Good people,
First up, I finally completed guitar #1 after all your good advice on side bending. I'm very happy with both the look and the tone of it. So happy in fact that I am building three more.
Some advice please.
I have built the three backs. Two Indian Rosewood and one Sapele (like build #1).
They have been hanging in the workshop for a couple of weeks awaiting the other bits for final assembly. The Sapele one has gone rogue on me! It has become concave rather than the 15 foot convex radius that I built it to. And it rigidly refuses to do anything different.
Is there a cure that I can use to muscle it back to convex?
Best,
MAC
Tags:
Only to remove the braces and rebrace at a lower Relative Humidity.

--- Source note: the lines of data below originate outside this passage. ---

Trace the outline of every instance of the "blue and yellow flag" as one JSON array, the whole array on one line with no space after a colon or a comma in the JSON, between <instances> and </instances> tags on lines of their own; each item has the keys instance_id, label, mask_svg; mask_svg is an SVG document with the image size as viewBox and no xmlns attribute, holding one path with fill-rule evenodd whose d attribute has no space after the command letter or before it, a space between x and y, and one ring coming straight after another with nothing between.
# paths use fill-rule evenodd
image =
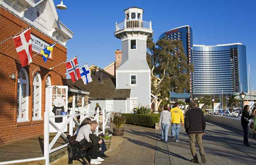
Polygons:
<instances>
[{"instance_id":1,"label":"blue and yellow flag","mask_svg":"<svg viewBox=\"0 0 256 165\"><path fill-rule=\"evenodd\" d=\"M53 50L53 48L55 46L55 44L56 44L56 43L55 43L47 47L42 50L41 50L42 56L43 57L43 59L45 62L46 62L47 61L47 59L50 56L51 53Z\"/></svg>"}]
</instances>

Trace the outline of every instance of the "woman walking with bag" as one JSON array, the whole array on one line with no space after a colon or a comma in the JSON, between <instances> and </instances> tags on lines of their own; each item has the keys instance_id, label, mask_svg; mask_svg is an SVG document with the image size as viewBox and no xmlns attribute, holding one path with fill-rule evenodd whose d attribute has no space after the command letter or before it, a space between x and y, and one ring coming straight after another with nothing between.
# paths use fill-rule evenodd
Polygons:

What is the RH now and what was it when you glued on the braces?
If you don't know, then this back is teaching you a lesson and better now than when it is glued on to the sides.
Hi Jeff,
It was either 60% or 45%.
Can't honestly remember and I guess that underscores your point! The lesson is well learned. If it WAS 60% then there's the issue huh?
It's 41% now. Is there enough difference between that and 60% or 45% to cause this rogue behaviour?
Bloody hell - this is Witchcraft!
MAC
Unfortunately a glued up back which becomes concave is telling you it's history, that it was glued up at a much higher moisture content than it is in now and you just cant argue with it.
If you have a problem now, imagine what will happen when you get down to 35
Bugger.
Yeah Bugger
But look on the bright side, you can pull the braces now and fix it and not have a closed box with a concave cracked back
seems to me you could reverse back braced side and follow the wood since you now know how it wants to be...flip and redo in other words...? But wait for others op's.......
It's not so much that the back plate wants to go into a particular curvature, it's that it is shrinking across the grain but being restrained by the bracing and pulling out the curvature.
Hi Mac,
Jeff pretty much sums it up as it happens (and it's happened to most of us) - another issue that you may or may not be across is that in flat sawn (as opposed to quartersawn) timber there is a direction of "cup" depending how the wood came out of the tree and the orientation of the growth rings. I'm on the fly at the moment so google "timber cupping" or "flat sawn cupping direction" or something like that and it will give you a pointer as to which way the grain should go relative to the side you put your braces on.
Rusty.
Yes it certainly has happened to most of us.
On an acoustic I built about 5 years ago, I braced at low RH, but forgot to do that when it came to gluing the back to the sides,
When we got a 15% day the back cracked in two spots, between the braces.
It's a pretty strong lesson!
Interestingly, I was thinking about all your good sense, and recalled that I bought that wood in Auckland where it had been sitting in a plank for the last 20 years. The end of the plank wasn't sealed.
Auckland is far, far more humid than Christchurch where I live so I guess that wouldn't have helped my cause. It never occurred to me that it might need drying.
Thanks all for your advice. A big lesson learned and I now have a very prominent RH gauge in the workshop!
Interestingly, the Rosewood backs are, at best, flat so I have obviously stirred up a hornet's nest. Or maybe it's contagious. I have removed the braces from the Sapele back (ugly business going backwards isn't it?). It also split down the join in the process which caused some grumpiness but I now think I have it under control. Just waiting for a 40% RH day to re-brace it.
Over and out.
MAC
Ahhh, Mac,
I just got it - "Ill tempered backs" .... a Kiwi, an Aotearoa Bro....The mighty All Blacks.......yep, when the forwards are slow to the breakdown and just hang around the ruck, you'll get "Ill tempered backs"..........Which is what you are going to see a lot of this year as the Brumbies dominate the Super Rugby!